French animator René Laloux’s 1973 film Fantastic Planet similarly appears to have inspired the tone of Nausicaä, from its otherworldly creature and world design, through to its use of a frenetic and tense, Jazz-inspired score.
Hisaishi’s work couldn’t feel further from the grandiose music he would create for Miyazaki and Ghibli down the line. His score here alternates between the moments of peace and quiet as Nausicaä navigates an underground cave or glides through clouds, through to the pulsating synth beats soundtracking one of the quick-cut and ferocious action scenes.

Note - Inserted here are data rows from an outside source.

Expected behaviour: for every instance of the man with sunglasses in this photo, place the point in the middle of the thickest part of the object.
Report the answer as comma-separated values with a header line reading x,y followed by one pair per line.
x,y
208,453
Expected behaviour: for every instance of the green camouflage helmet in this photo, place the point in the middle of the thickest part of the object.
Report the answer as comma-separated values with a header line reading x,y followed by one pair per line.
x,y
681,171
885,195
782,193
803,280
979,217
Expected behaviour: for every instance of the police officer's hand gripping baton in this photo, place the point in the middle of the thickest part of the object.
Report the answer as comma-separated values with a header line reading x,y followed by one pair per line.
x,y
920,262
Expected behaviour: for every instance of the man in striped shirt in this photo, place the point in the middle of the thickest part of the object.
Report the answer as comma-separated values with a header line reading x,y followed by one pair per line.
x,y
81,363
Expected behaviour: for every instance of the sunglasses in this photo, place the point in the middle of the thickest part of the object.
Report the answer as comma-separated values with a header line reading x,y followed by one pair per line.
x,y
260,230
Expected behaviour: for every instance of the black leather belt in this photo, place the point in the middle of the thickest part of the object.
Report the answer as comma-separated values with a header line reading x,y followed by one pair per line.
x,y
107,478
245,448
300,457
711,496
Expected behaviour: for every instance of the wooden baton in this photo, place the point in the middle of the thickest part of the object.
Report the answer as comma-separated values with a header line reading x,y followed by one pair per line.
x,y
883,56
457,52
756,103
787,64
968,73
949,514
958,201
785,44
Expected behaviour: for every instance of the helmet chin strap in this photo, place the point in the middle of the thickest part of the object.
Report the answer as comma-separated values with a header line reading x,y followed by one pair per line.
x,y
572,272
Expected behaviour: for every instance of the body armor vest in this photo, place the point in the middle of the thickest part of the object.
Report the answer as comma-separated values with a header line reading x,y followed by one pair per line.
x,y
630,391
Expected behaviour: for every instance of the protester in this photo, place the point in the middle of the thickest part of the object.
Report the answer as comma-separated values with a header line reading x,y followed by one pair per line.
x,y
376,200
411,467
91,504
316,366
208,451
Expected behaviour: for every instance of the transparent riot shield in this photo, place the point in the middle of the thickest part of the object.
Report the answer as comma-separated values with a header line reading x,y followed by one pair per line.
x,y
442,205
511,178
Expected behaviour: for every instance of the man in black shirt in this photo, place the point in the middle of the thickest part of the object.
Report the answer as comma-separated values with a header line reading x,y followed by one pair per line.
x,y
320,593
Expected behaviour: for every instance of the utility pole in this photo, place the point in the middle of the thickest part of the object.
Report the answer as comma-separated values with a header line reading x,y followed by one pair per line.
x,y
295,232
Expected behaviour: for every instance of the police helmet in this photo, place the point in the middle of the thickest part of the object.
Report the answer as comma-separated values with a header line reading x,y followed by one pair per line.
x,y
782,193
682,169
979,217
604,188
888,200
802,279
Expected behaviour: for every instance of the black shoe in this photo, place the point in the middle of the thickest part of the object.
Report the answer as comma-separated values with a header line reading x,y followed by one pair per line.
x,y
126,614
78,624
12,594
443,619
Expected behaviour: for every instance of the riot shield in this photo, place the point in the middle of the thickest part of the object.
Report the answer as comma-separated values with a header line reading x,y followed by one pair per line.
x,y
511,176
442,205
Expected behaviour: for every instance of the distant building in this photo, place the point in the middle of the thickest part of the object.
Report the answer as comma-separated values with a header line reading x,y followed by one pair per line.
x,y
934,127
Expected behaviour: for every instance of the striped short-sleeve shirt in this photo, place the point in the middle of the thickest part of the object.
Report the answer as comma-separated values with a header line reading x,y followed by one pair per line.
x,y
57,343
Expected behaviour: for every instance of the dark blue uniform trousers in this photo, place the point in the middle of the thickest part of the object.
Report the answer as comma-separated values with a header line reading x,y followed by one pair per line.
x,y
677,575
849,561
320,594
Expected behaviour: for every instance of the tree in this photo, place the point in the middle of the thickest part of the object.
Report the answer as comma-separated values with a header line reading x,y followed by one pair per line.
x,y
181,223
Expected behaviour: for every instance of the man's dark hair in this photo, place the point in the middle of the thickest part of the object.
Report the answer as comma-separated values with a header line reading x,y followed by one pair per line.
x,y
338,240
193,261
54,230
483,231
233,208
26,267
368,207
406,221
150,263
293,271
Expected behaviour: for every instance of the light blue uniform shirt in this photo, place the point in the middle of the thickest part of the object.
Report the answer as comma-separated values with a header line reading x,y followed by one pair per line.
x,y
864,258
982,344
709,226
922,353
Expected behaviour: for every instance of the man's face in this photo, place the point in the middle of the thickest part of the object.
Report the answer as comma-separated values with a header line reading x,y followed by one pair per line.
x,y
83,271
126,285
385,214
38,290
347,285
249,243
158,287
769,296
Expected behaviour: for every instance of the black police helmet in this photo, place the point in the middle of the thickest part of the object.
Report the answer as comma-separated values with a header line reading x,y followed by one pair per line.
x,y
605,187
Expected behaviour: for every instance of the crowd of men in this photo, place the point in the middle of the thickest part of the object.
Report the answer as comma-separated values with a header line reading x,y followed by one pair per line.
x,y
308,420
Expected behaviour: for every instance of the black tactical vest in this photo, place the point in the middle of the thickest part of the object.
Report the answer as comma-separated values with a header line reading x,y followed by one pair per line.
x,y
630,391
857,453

A sequence shows an encounter between Nausicaä and an aggravated Ohm, who serves as the sea of decay’s guardian. For the most part it plays out like a typical chase scene with the scale and speed of something from Star Wars or Raiders of the Lost Ark, but there are also early signs of Miyazaki’s aversion to violence and its impact.
Its climax doesn’t see Nausicaä heroically destroy the creature or rescue her mentor like some kind of superhero, instead it ends on a much more nuanced and somber beat. Miyazaki poses the question, “who made such a mess of this world?” throughout the film, in a surprisingly nihilistic way which doesn’t particularly point fingers at any particular aspect of humanity. Instead, he pins it on an inherent flaw of humanity, in which we are doomed to repeat mistakes of the past. In a world only just recovering from a man-made wipeout, they come dangerously close to undoing every effort they’ve made since.
This kind of environmental message has been explored in different ways in all of Miyazaki’s films since Nausicaä, but none feel as hopeless or damning towards humanity as this. The film’s heart is Nausicaä herself, in typical Miyazaki fashion, a young character at odds with the adults who have built the world around her. She’s probably most comparable to Ashitaka in Princess Mononoke, but traces of her character can be seen in nearly every Miyazaki protagonist since.
A large part of why Nausicaä and Miyazaki’s wider filmography hold up so well 40 years later, is because he always explores unavoidable aspects of adolescence, and issues that will never be locked to one particular generation and their circumstances. It’s notable in all his work but particularly strongly here, with its pointed and mature exploration of a topic only growing increasingly pressing with time.
Receiving a positive initial reception in Japan, the film has only garnered further acclaim in the forty years since release. Outside of its clear influence on Ghibli’s ensuing work, Nausicaä’s DNA can be seen in Western science-fiction (notably recent entries in Star Wars and Denis Villeneuve’s two-part take on Dune) as well as further anime coming later down the line.
It remains a unique touchstone in Miayazaki’s career, and a fascinating first feature for the developing Ghibli team. Its production followed an ethos that would become integral to the success and legacy of their later work, “to offer a sense of liberation to present day young people, who in a suffocating and overprotective and managed society, find their path to self-reliant independence blocked.”